South Silver Spring residents aren’t sure what should replace a self-storage facility at Newell Street and Eastern Avenue, where developer Comstock Homes wants to build a seven-story apartment building. Some would prefer a park, while others just want a shorter building.
With architects, landscape architects and lawyers in tow, Comstock hosted a meeting at the Silver Spring Civic Building last night to discuss their proposal, dubbed the Boulevard at Newell. It includes 187 apartments, 3,100 square feet of “neighborhood-serving” retail space, a pocket park and 206 parking spaces for residents and visitors.
Over 60 residents from South Silver Spring and the adjacent Shepherd Park neighborhood in the District came out to voice their opinions on the project. While most were unhappy with the proposal, a few expressed support. Steve Schmitz from Comstock stressed that he wanted to hear everyone’s opinion. “We’ll stay here until midnight if need be,” he said.
Though their proposal is already allowed under current zoning, Comstock is pursuing what’s called an optional method of development, which allows them to build at higher density in exchange for public amenities, such as the pocket park, and a more stringent review process by the county.

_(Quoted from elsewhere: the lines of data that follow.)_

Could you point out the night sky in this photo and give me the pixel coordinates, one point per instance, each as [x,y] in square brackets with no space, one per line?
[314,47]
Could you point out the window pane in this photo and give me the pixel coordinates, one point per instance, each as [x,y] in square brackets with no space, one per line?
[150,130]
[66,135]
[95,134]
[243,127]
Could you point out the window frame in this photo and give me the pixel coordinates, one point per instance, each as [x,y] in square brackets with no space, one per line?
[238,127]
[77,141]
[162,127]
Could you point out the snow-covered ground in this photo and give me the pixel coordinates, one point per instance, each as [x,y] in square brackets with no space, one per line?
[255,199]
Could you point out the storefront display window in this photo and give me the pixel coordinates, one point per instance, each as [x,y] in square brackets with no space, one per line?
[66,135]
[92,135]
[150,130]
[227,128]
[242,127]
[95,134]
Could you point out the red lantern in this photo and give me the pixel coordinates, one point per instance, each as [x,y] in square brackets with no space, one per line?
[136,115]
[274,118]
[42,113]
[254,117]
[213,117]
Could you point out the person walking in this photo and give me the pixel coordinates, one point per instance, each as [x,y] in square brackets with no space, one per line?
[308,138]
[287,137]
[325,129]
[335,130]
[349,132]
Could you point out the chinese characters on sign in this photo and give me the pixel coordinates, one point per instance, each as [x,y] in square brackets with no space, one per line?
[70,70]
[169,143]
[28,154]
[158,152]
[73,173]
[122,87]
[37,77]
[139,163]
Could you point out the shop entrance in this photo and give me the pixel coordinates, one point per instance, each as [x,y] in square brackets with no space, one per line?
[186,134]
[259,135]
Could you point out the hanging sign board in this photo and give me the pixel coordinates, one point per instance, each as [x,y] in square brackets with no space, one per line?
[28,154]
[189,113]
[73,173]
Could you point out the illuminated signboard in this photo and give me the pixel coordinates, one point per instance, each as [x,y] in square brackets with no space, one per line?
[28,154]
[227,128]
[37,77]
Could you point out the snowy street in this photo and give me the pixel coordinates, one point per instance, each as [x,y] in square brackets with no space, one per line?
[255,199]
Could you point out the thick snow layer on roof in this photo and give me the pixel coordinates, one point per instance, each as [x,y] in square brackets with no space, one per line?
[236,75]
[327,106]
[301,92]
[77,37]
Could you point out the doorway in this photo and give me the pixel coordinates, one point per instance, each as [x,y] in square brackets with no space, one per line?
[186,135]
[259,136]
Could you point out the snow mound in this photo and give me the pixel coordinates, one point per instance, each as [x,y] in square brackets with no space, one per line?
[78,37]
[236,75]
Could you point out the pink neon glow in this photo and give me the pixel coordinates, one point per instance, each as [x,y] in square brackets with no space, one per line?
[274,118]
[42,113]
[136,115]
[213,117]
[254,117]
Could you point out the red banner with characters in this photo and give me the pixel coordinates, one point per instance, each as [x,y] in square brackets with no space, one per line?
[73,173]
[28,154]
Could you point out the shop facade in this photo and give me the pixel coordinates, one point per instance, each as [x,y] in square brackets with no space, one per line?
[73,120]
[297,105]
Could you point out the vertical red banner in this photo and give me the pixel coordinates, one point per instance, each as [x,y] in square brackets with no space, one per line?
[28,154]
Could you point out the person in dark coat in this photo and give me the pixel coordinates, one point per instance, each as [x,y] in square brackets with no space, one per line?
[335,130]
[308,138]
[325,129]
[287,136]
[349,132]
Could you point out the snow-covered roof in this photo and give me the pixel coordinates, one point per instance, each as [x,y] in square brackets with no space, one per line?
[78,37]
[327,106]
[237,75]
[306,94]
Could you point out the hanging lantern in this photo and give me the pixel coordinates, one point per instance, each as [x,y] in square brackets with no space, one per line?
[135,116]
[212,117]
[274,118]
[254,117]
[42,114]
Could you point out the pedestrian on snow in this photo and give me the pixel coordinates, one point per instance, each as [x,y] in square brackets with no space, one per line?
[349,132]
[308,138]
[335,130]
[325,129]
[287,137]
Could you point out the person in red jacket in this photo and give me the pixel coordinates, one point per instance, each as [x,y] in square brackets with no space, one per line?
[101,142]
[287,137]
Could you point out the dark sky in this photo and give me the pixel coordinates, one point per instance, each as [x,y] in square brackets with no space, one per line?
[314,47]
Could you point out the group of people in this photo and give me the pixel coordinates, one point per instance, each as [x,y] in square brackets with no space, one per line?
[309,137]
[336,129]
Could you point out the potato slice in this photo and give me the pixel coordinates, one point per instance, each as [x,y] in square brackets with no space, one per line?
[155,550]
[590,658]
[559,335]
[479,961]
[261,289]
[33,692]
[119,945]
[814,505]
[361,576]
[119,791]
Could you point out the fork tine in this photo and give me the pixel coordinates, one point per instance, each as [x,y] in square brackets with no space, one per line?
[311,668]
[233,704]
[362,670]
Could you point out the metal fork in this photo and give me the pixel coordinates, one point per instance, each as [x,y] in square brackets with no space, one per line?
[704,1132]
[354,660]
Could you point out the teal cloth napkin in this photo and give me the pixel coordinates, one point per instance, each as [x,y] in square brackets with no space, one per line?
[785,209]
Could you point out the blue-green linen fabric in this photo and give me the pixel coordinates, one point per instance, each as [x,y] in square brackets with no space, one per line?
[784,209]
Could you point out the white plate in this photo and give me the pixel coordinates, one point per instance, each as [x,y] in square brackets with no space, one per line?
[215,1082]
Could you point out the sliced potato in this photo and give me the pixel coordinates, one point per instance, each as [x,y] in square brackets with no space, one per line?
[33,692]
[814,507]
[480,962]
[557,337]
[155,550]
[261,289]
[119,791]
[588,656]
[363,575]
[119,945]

Comstock has been talking with the community since February, even convening a group of residents to discuss design issues. Schmitz ran down a list of changes to their original design, like increasing the amount of open space on site and reducing its height along Eastern Avenue, where the building faces single-family homes.
The proposed building could be similar to the Ellington, also designed by Torti Gallas. Photo by M.V. Jantzen on Flickr.
Architect Sherief Elfar of Torti Gallas and Partners noted that the Boulevard at Newell could make the walk to the Silver Spring Metro, less than a half-mile away, safer and more pleasant. “You have more people coming in and out, you have eyes on the street,” he said, which could deter crime.
A pocket park at the corner of Newell and Eastern with a small lawn and patio would take up nearly a quarter of the one-acre site. “In our view, we think it should be mostly green,” said landscape architect Trini Rodriguez of ParkerRodriguez. Her firm is designing the open spaces around the property, including a small courtyard behind the building that would buffer it from adjacent properties. Elfar pointed out that the Boulevard at Newell would be 33 feet away from Eastern Village Cohousing and 59 feet from 8045 Newell Street, the two buildings bordering the site.
Schmitz promised that Comstock will charge “one-quarter market rates” for the retail space, which would face the pocket park, to ensure that it wouldn’t stay vacant like other would-be shops in South Silver Spring. He saw it being an independent business, like a coffee shop. “Whatever the community feels it needs, we can attract that tenant,” he said.
While the building’s design is far from finished, Elfar pointed to other Torti Gallas projects, like the Ellington on U Street, as an example of how it could look. One goal is to break the building up into multiple façades, giving “the impression . . . that it’s one or two buildings as you walk by,” he said.
Eastern Village’s roof garden. Residents of this building say the seven-story Boulevard at Newell would block their views.
However, some neighbors weren’t impressed. They warned that the building didn’t have enough parking, would block their views, and that the retail space would attract “undesirables.” One Eastern Village resident said that apartments facing her building shouldn’t have patios, saying that her future neighbors could have “barbeques and parties” on them while “smoking and drinking.”
Another resident living in 8045 Newell who didn’t give her name railed against the “density and brutalistic architecture” of the proposal. “I won’t say it was dishonest, but your presentation was disingenuous at best,” she said, claiming that she and her neighbors were promised that new buildings in the neighborhood would be condominiums, not apartments.
Others lamented that the building was too tall, noting that most buildings along Eastern Avenue had less than four stories. One resident suggested taking out the pocket park if it meant the building could be shorter. “I will only consider four stories if I can get the same number of units,” Schmitz replied, arguing that the project needed a certain number of apartments to be financially viable.
Supporters said the project was appropriate for the neighborhood. “This is a site that is maybe eight minutes from Metro in a major city,” said one South Silver Spring resident, who asked that her name wasn’t used. “Density can be expected.”
"The county has appropriately designated certain areas as business districts and that is where the higher density should continue to take place,” wrote Jessica Evans, who lives on East-West Highway and serves on the Silver Spring Urban District Advisory Committee, in an e-mail after the meeting. She hopes that other building owners in South Silver Spring would follow Comstock’s lead and lower the rents for their vacant storefronts.
Comstock hopes to file their plans with the Planning Department next month, with a public hearing to follow in the winter. If everything goes smoothly, they expect to start construction on the Boulevard at Newell in 2014.